From Kunzum-La the Spiti Valley road distances and the various altitudes of the landmarks are:

Kunzum-La 0 kms 4,551 meters

Lossar 19 4,077

Kaza 76 3,600

Kibber 90.8 4,205

Sajmun 118 3,650

Tabo 123 3,056


In this listing, you will see the points along the road that I have marked the GPS to recognize the shorter distance between them and the orientation seen from their global perspective on the bearings between them. You will also see the highest village on earth with year-round habitation, the high dry and cold town of Kibber, I had visited last time and will again this time, remembering that it was just beyond the Ki Monastery which clings to its isolated mountaintop over looking the stark simplicity of the Spiti River-a braided channel of water through a vast barren valley.

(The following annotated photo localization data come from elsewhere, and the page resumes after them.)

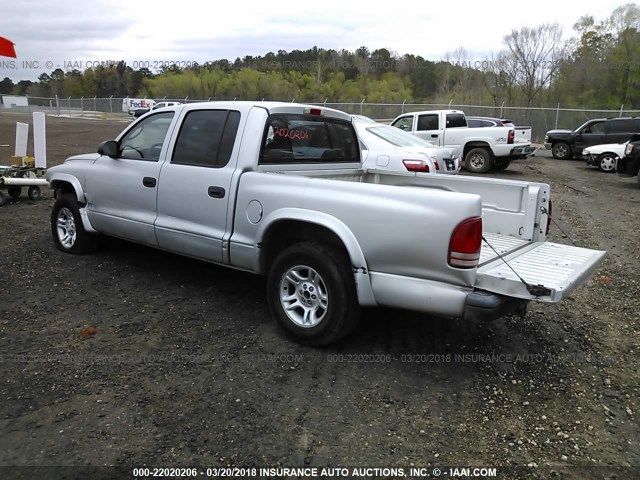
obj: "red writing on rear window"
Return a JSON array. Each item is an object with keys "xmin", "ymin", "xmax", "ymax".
[{"xmin": 273, "ymin": 127, "xmax": 310, "ymax": 140}]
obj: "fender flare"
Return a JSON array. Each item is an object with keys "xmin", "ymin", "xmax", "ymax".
[
  {"xmin": 257, "ymin": 208, "xmax": 376, "ymax": 307},
  {"xmin": 48, "ymin": 173, "xmax": 86, "ymax": 204}
]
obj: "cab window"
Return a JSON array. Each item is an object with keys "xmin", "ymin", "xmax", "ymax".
[
  {"xmin": 391, "ymin": 116, "xmax": 414, "ymax": 132},
  {"xmin": 583, "ymin": 121, "xmax": 605, "ymax": 134},
  {"xmin": 417, "ymin": 114, "xmax": 439, "ymax": 131},
  {"xmin": 446, "ymin": 113, "xmax": 467, "ymax": 128},
  {"xmin": 172, "ymin": 110, "xmax": 240, "ymax": 168},
  {"xmin": 119, "ymin": 112, "xmax": 174, "ymax": 161}
]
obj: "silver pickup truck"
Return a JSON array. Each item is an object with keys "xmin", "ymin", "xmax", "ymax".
[{"xmin": 46, "ymin": 102, "xmax": 606, "ymax": 345}]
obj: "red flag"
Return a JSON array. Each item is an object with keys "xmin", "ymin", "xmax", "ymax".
[{"xmin": 0, "ymin": 36, "xmax": 17, "ymax": 58}]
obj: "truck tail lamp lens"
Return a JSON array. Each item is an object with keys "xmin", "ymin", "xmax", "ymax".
[
  {"xmin": 508, "ymin": 129, "xmax": 515, "ymax": 144},
  {"xmin": 448, "ymin": 216, "xmax": 482, "ymax": 269},
  {"xmin": 402, "ymin": 159, "xmax": 430, "ymax": 172},
  {"xmin": 304, "ymin": 107, "xmax": 323, "ymax": 116}
]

As we entered the Spiti Valley the sun was crossing behind us at the Kunzum-La Pass, and shadows lengthened from the vertical landscape before us. The banded buttes were reflected out of the golden braided threads of the Spiti River and the Grecian columns of the "hoodahs" (as the formations that are weathered away under capstone rocks would be called along the Green and Colorado Rivers in the Western US) look like they have been engineered there to shore up the collapse of the entire Himalayan range eroding above them. From the far side of the Spiti River Canyon I could look across and see both the Ki monastery and the still higher and more distant village of Kibber reflecting back the sunset as Alpenglow tinged the summits behind them It is a magic moment to be carrying a couple of cameras-and I had no unexposed film by the time we drove past the "highest filling station on earth" in the town of Kaza-our "destination travel."

KAZA, SPITI,
"DESTINATION TRAVEL"
FOR THE SAKE OF ACHIEVING
A "MISSION ACCOMPLISHED"

Welcome-at last-to your Kaza destination. No one gets here on his or her way to anywhere else, so you really have to want to be here to find yourself here at all! It has taken over ten days to get here with a lot of forces at enmity with my planned arrival here last week. I never take for granted my arrival at any place which I have programmed, nor with all the planned accouterments I had packed. I had begun this trip with four big packs of medicines, with assurances of four more in places such as Atlanta and Simla, and despite extraordinary efforts to keep these moving along with me, I arrive (thank God) but none of the medicines are accompanying me (courtesy of the evil forces unleashed by terrorists with another agenda.) But, here I am, and we will do what we can do as soon as I meet the unique residual group of those who have somehow come through stories similar, if not as complex, as mine, and we will get to work in the Kaza clinics planned for tomorrow, God willing!